As shown in [Figure 1], total number of white blood cells were significantly decreased in the animals of CTX group [5.8 (5.1–8.2) x10[sup]9/L] and CTX + IPA groups [0.18 (0.07–0.24) x10[sup]9/L, 0.03 (0.02–0.10) x10[sup]9/L, 0.05 (0.03–0.30) x10[sup]9/L, 0.06 (0.04–0.13) x10[sup]9/L, respectively for 24 h, 48 h, 72 h, 96 h] compared to that of normal control group [5.67 (3.50–9.00) x10[sup]9] and Aspergillus fumigatus-infected IPA group [0.1 (0.1–0.4) x10[sup]9/L] ( P < 0.001). The neutrophils [0.54 (0.26–1.35)x10[sup]9/L, 3.36 (0.31–3.57) x10[sup]9/L, 0.02 (0.01–0.40) x10[sup]9/L, 0.04 (0.02–0.06)x10[sup]9/L, 0.02 (0.01–0.03) x10[sup]9/L, 0.02 (0.01–0.08) x10[sup]9/L, 0.02 (0.02–0.04) x10[sup]9/L, respectively for CON group, CTX group, IPA group, 24 h, 48 h, 72 h, 96 h] and lymphocytes 3.97 (2.02–6.52)x10[sup]9/L, 2.61 (2.06–3.52) x10[sup]9/L, 0.06 (0.05–0.20) x10[sup]9/L, 0.06 (0.03–0.08) x10[sup]9/L, 0.008 (0.003–0.030)x10[sup]9/L, 0.006 (0.006–0.014)x10[sup]9/L, respectively for CON group, CTX group, IPA group, 24 h, 48 h, 72 h, 96 h) were the same as white blood cells. There was no significant difference in blood cell counts among the samples of CTX + IPA collected at 24 h, 48 h, 72 h, or 96 h after infection. Neutrophils were significantly increased while lymphocytes were significantly decreased in IPA group compared to that in normal control group ( P < 0.01).{Figure 1}

Tissue culture and histology

Viability of the conidia was examined by culturing infected lung tissue. Viable A. fumigatus was positively cultured in both IPA and CTX + IPA groups, while it was negative in control and CTX groups (data not shown). Histological examination indicated that lung tissue structure was intact in normal [Figure 2]a and CTX-treated rat lungs [Figure 2]b. In contrast, infiltration of inflammatory cells, blood congestion, and interstitial lung tissue injury was found in the rat lungs of IPA-infected [Figure 2]c or CTX + IPA infection for 24 h [Figure 2]d.

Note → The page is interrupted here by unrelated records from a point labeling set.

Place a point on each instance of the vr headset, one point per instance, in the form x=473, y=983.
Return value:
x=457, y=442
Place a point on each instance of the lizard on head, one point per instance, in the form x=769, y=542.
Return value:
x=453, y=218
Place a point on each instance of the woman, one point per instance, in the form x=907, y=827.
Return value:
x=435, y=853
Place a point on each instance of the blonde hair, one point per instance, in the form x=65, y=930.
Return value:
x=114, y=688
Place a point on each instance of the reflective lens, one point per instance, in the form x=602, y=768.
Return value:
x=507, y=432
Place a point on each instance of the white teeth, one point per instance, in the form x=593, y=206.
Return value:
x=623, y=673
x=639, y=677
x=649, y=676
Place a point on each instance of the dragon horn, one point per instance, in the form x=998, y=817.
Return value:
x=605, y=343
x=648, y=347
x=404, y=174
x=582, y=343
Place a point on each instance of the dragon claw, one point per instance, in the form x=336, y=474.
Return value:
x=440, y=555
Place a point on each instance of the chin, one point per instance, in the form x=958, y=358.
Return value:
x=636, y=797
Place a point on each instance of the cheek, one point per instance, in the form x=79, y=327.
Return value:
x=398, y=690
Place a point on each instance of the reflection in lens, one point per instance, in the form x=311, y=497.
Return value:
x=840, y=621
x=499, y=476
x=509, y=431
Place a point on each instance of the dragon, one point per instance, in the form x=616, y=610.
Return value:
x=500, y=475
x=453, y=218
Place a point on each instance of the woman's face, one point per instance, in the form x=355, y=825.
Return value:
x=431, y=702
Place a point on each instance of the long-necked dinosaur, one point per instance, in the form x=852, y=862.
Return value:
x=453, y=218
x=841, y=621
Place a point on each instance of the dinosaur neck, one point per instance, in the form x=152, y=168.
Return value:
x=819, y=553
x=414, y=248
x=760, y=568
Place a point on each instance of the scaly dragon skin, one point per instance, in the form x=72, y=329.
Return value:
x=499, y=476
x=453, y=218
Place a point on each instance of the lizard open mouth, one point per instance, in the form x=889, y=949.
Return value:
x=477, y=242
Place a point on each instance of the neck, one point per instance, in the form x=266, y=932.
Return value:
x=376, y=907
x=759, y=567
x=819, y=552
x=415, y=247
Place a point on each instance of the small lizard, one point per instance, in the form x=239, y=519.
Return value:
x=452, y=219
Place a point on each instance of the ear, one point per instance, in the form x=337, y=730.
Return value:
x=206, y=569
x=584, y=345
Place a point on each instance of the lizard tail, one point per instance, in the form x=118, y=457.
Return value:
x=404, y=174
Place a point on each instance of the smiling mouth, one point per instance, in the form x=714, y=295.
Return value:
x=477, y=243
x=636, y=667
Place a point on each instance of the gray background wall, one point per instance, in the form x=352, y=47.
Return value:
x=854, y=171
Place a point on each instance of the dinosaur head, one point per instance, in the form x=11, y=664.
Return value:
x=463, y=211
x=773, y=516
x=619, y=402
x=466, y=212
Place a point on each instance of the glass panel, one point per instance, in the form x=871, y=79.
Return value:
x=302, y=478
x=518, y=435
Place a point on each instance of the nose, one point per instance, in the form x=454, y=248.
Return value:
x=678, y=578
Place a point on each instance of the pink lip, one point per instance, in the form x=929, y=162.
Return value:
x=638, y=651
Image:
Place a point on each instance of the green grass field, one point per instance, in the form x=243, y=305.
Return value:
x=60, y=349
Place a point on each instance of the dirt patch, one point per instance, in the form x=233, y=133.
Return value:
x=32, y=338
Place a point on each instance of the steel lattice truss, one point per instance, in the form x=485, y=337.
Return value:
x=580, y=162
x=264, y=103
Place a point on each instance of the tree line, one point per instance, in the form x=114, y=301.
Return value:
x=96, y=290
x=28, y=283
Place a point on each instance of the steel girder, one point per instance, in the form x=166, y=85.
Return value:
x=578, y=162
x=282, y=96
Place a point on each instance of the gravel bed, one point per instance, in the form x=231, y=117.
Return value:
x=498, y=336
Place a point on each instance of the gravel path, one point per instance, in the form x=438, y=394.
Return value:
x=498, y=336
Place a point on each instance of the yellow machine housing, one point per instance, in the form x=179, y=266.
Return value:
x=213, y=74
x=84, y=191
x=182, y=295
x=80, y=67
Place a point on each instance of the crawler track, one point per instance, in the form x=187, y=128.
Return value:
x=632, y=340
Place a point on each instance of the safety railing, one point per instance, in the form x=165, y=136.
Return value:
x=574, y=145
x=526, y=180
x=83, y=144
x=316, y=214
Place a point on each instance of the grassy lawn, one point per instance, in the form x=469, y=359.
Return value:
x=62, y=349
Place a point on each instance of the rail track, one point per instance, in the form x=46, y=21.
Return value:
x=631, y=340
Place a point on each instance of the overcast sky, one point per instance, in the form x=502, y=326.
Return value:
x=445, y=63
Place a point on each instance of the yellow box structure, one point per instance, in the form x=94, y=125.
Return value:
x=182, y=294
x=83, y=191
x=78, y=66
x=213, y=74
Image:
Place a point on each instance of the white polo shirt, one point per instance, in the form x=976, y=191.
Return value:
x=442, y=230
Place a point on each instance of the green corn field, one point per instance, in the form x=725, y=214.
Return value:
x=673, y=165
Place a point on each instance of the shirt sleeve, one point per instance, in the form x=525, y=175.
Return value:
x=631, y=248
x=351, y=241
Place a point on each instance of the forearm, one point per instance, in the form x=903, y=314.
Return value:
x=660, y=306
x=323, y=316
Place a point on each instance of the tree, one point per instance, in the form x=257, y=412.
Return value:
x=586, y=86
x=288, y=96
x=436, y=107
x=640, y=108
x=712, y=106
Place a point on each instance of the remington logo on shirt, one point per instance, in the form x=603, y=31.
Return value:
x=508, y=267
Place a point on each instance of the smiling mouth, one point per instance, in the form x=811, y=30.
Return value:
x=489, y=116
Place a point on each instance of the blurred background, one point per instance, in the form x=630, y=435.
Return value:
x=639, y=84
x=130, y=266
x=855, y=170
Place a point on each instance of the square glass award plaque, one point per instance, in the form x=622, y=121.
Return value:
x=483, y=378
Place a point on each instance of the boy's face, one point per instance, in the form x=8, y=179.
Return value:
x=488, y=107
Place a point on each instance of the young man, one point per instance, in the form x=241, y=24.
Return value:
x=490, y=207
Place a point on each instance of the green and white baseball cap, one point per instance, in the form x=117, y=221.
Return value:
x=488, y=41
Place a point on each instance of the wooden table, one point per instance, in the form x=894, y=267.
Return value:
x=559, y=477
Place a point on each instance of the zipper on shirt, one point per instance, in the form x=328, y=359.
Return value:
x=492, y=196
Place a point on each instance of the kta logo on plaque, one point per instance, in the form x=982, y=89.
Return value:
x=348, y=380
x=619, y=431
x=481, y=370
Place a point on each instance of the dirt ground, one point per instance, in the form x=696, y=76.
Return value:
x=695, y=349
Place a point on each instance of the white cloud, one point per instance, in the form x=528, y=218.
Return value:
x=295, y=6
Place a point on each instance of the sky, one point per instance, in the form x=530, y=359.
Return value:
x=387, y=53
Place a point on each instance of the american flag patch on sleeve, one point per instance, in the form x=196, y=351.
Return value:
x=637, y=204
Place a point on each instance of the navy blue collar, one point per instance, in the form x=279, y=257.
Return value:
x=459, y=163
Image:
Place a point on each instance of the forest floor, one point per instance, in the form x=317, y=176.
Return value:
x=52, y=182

At 48 h after CTX + IPA infection, congestion, hemorrhage, and hyphae were seen in the interstitial lung tissue [Figure 2]e and [Figure 2]h. At 72 h and 96 h after CTX + IPA infection, severe alveolar injury, thickness of interstitial tissue, and alveolar infiltration were further noticed [Figure 2]f and [Figure 2]g, respectively].{Figure 2}

Alteration of CD8[sup]+ T-cells and memory CD8[sup]+ T-cells

As shown in [Figure 3], compared to control (15.95 [+ or -] 1.09%) and IPA group (14.07 [+ or -] 3.27%), proportion of CD8[sup]+ T-cell was significantly increased in the CTX group (21.14 [+ or -] 1.91%) and subgroups of CTX + IPA at 24h (17.85 [+ or -] 1.16%), 48 h (21.71 [+ or -] 4.11%), 72 h (23.64 [+ or -] 3.73%), and 96 h (24.41 [+ or -] 3.70%) animals ( P < 0.05). In addition, CD8[sup]+ T-cell was significantly higher in the subgroups of CTX + IPA-72 h and CTX + IPA-96 h than that of CTX + IPA-24 h subgroup ( P < 0.05). Similarly, compared to control group (0.85 [+ or -] 0.13%) and IPA group (0.70 [+ or -] 0.44%), proportion of memory CD8[sup]+ T-cells was significantly increased in the subgroups of CTX + IPA-24h (1.45 [+ or -] 0.40%), -48 h (3.16 [+ or -] 0.69%), -72 h (200 [+ or -] 0.66%), and -96 h (2.25 [+ or -] 0.61%) animals ( P < 0.05).{Figure 3}

Alteration of serum mTOR, S6K proteins, eomesodermin, and T-bet proteins

As shown in [Figure 4]a and [Figure 4]b, serum level of mTOR and S6K was significantly higher in the groups of CTX-treated (99.13 [+ or -] 3.53 ng/ml; 15.73 [+ or -] 0.33 U/L) and IPA-infected (83.72 [+ or -] 13.44 ng/ml; 13.13 [+ or -] 2.18 U/L) rats than that of control (56.53 [+ or -] 5.99 ng/ml; 9.5 [+ or -] 0.23 U/L) group ( P < 0.001). At early stage of CTX + IPA, i.e., 24 h (112.24 [+ or -] 5.91 ng/ml; 19.53 [+ or -] 0.82 U/L) and 48 h (128.34 [+ or -] 12.5 ng/ml; 19.63 [+ or -] 0.94 U/L), serum level of mTOR and S6K was higher than that of control ( P < 0.001); 72 h (46.68 [+ or -] 10.05 ng/ml; 8.71 [+ or -] 1.93 U/L) and 96 h (64.65 [+ or -] 14.23 ng/ml; 11.32 [+ or -] 2.45 U/L) (at later stage of infection), however, serum level of mTOR and S6K was significantly decreased ( P < 0.05) and close to the level of control group.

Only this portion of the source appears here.